Follow-up: What about NewSQL databases like CockroachDB or TiDB? Do they make this whole debate obsolete?
  • NewSQL is a real contender that blurs the line. CockroachDB gives you SQL semantics with automatic horizontal scaling and strong consistency via Raft consensus. TiDB is MySQL-compatible with horizontal scaling. They are genuinely impressive engineering.

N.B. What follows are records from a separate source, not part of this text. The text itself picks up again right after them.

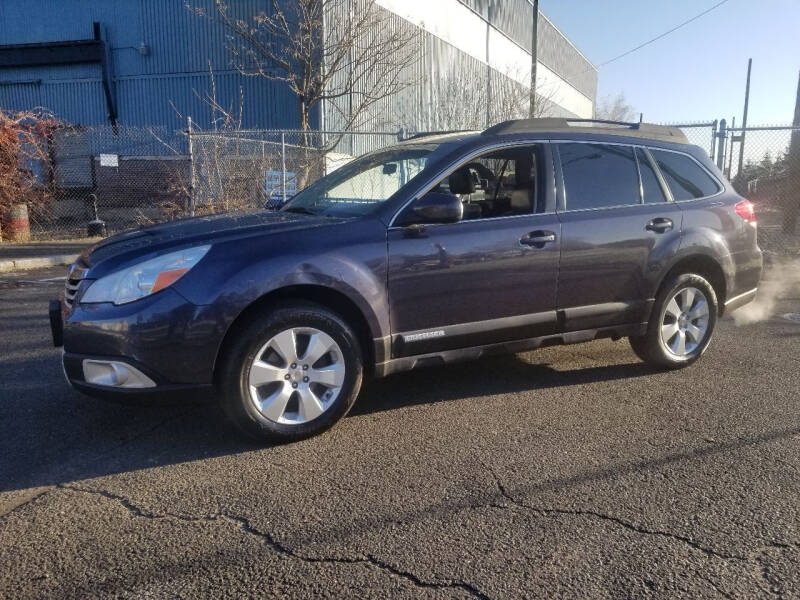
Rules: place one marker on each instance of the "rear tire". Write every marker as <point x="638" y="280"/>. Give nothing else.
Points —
<point x="290" y="373"/>
<point x="681" y="323"/>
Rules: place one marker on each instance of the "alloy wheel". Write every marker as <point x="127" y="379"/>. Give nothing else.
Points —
<point x="296" y="376"/>
<point x="684" y="322"/>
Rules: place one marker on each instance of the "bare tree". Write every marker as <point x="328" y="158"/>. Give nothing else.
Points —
<point x="351" y="53"/>
<point x="615" y="108"/>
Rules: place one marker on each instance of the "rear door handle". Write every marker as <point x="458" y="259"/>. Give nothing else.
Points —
<point x="538" y="238"/>
<point x="659" y="225"/>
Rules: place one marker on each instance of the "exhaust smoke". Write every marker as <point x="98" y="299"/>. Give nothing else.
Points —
<point x="780" y="280"/>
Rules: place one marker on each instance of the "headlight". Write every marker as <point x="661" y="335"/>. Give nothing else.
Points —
<point x="145" y="278"/>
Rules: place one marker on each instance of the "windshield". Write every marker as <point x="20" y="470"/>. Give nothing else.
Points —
<point x="360" y="186"/>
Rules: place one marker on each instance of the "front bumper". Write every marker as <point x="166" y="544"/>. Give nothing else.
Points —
<point x="167" y="338"/>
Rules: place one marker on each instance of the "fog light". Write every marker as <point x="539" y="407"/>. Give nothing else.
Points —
<point x="112" y="373"/>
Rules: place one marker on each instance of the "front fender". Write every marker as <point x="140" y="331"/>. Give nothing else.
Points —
<point x="232" y="276"/>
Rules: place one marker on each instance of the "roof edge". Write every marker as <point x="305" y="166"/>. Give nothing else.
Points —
<point x="597" y="126"/>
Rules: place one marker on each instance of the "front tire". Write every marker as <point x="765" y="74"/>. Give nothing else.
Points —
<point x="681" y="323"/>
<point x="290" y="373"/>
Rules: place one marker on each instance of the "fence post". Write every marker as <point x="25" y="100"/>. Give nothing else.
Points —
<point x="191" y="169"/>
<point x="722" y="135"/>
<point x="283" y="167"/>
<point x="714" y="139"/>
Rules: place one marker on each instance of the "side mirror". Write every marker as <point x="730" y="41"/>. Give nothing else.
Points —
<point x="435" y="207"/>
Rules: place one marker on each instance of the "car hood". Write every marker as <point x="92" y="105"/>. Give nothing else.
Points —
<point x="196" y="230"/>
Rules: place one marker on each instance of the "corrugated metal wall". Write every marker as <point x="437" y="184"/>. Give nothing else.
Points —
<point x="448" y="76"/>
<point x="514" y="17"/>
<point x="173" y="77"/>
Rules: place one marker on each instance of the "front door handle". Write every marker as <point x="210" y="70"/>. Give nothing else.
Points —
<point x="659" y="225"/>
<point x="538" y="239"/>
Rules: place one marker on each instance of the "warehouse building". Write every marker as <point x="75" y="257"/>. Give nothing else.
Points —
<point x="149" y="62"/>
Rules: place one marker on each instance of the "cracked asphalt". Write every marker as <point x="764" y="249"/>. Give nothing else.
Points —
<point x="570" y="472"/>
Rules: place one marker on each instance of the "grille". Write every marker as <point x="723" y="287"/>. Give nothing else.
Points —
<point x="76" y="273"/>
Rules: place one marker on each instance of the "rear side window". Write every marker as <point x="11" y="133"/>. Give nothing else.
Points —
<point x="599" y="175"/>
<point x="686" y="179"/>
<point x="652" y="192"/>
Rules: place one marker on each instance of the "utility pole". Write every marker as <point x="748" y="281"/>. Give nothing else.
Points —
<point x="534" y="47"/>
<point x="791" y="203"/>
<point x="744" y="116"/>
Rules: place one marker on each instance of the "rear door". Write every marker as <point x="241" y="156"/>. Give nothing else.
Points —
<point x="618" y="226"/>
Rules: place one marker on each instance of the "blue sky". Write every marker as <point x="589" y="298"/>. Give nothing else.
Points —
<point x="698" y="72"/>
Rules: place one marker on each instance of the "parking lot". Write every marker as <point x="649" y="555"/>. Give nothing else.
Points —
<point x="567" y="472"/>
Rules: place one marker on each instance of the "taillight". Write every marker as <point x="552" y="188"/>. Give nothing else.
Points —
<point x="746" y="210"/>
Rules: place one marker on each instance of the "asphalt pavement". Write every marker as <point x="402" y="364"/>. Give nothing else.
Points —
<point x="569" y="472"/>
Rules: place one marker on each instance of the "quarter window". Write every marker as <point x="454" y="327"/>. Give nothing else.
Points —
<point x="652" y="192"/>
<point x="599" y="175"/>
<point x="686" y="179"/>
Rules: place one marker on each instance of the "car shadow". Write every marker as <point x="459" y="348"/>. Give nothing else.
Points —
<point x="52" y="435"/>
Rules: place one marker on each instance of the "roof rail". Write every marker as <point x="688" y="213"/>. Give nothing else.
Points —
<point x="562" y="125"/>
<point x="417" y="136"/>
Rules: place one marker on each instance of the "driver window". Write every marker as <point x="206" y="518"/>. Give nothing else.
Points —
<point x="501" y="183"/>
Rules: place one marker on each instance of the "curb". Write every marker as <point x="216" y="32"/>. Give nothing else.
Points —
<point x="23" y="264"/>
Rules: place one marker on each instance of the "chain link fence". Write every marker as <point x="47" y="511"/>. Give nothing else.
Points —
<point x="122" y="176"/>
<point x="128" y="177"/>
<point x="250" y="169"/>
<point x="763" y="163"/>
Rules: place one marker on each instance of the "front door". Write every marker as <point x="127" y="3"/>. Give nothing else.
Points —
<point x="488" y="278"/>
<point x="617" y="225"/>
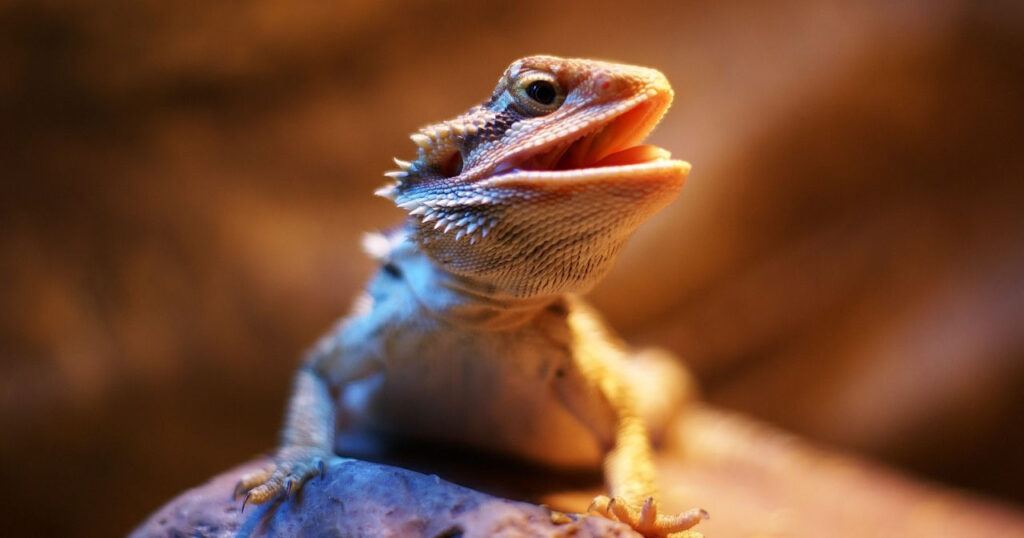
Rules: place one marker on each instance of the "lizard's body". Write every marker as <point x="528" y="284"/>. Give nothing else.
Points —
<point x="471" y="331"/>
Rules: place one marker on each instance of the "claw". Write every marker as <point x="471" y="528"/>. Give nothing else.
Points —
<point x="648" y="512"/>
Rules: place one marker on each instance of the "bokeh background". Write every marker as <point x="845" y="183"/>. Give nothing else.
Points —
<point x="184" y="185"/>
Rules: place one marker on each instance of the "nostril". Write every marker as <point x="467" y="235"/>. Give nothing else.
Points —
<point x="453" y="166"/>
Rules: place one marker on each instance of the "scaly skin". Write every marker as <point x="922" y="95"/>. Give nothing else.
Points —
<point x="472" y="331"/>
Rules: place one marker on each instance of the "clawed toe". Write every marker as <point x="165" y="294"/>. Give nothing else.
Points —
<point x="283" y="478"/>
<point x="646" y="521"/>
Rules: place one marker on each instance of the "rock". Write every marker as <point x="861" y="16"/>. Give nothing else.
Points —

  • The trade-off is latency. Distributed consensus means every write requires coordination across nodes. In CockroachDB, a single-row write in a 3-node cluster has a floor latency of about 2x the network round-trip time between nodes. For a single-region deployment, this is often sub-millisecond and barely noticeable. For multi-region, you are looking at 50-200ms per write unless you use stale reads or locality-aware placement.
  • NewSQL also has a maturity gap. PostgreSQL has 30+ years of battle-testing, edge-case fixes, and ecosystem tools. MongoDB has 15+ years. CockroachDB has about 8. For a brand-new startup, I might choose CockroachDB. For a financial institution migrating off Oracle, I would still lean PostgreSQL. The risk calculus is different.